Within slaughterhouse walls, workers are at the mercy of harmful working conditions, such as exposure to chemical and airborne hazards, increased risk of injury and chronic pain from unsustainably fast line speeds, and psychological distress and mental illness from the act of killing animals who are fighting to stay alive. Workers in slaughterhouses are at increased risk of a number of mental health symptoms including post-traumatic stress disorder, addictions, and substance abuse disorders. 

Beyond these direct impacts to workers themselves are the indirect harms to neighboring communities. The mere presence of slaughterhouses is associated with higher crime rates, particularly of violent crimes such as assault and rape. What’s more, this phenomenon appears to be unique to slaughterhouses, as it is not apparent in other industrial communities such as those surrounding packaging or metalworks.
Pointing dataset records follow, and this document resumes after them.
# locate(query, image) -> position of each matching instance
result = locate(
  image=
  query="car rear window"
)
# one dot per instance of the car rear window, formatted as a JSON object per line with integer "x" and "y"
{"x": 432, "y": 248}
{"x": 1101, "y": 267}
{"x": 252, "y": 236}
Communities around slaughterhouses are also vulnerable to the same chemical and airborne hazards faced by workers, affecting their general health and overall quality of life. The health impacts are exacerbated by the fact that slaughterhouses are disproportionately located within marginalized communities (primarily non-white or low-income) who already experience reduced access to healthcare. 

More broadly, there is a wider health impact of animal agriculture and the promotion of animal products as food, particularly dairy products. These products are often advertised across communities without regard for the unique health needs of specific groups, such as the high prevalence of lactose intolerance within Asian and African populations. The health impacts of dairy consumption despite lactose intolerance can be widespread, chronic, and debilitating amongst those who may already experience reduced access to healthcare. 

Globally, the raising of animals for slaughter consumes a vast number of resources which alone constitutes an enormous carbon footprint. Animal agriculture, in particular, also produces a monumental amount of waste, which is often too copious to dispose of properly. Animal waste is a significant pollutant, contaminating ground and surface water, destroying ecosystems, and creating aquatic dead zones. The excessive use of antibiotics amongst crowded feedlots passes into the environment via animal waste, where it enters waterways and contributes to dangerous antibiotic-resistant strains of bacteria that pose a major public health threat worldwide.